# Cyp. candidum



## Eric Muehlbauer (May 16, 2009)

Here is the candidum that I got from Ron last month. I didn't think that it would actually bloom this year, but it surprised me. Incredibly tiny...smallest cyp flower I have seen. Take care, Eric


----------



## SlipperFan (May 16, 2009)

Cute!


----------



## P-chan (May 16, 2009)

What a cutie! I can remember finding lady slippers in the woods with my mom when I was young...:wink:


----------



## NYEric (May 16, 2009)

Very cool. How big was it when you got it?


----------



## Eric Muehlbauer (May 16, 2009)

It was just starting growth when I got it...maybe a month or so ago. You can see how big it is by comparing it to the dead oak leaves...which are from pin and red oaks that are on the street in front of my house.


----------



## parvi_17 (May 17, 2009)

I'm so jealous that you have this!


----------



## biothanasis (May 17, 2009)

Superb!!!!


----------



## CodPaph (May 17, 2009)

very nice


----------



## NYEric (May 17, 2009)

Next time you come by where I live you have to look for the cyps in the native garden.


----------



## Eric Muehlbauer (May 17, 2009)

Native garden?

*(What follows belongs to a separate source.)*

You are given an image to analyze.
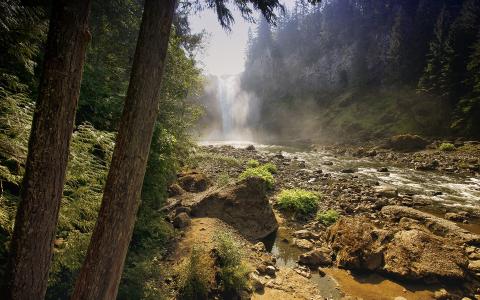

Is it in your apt. complex? Interesting.........Is it in one of the garden areas along Houston St?


----------



## SlipperKing (May 18, 2009)

That's really nice Eric...keep it growing!


----------



## KyushuCalanthe (May 18, 2009)

These guys really are tiny things. How are you keeping the substrate basic?


----------



## Eric Muehlbauer (May 18, 2009)

I mixed in crushed coral and slow release dolomite pellets...and I'll top dress with dolomite or oyster shell every fall.....


----------



## Bobc (May 18, 2009)

Nice.


----------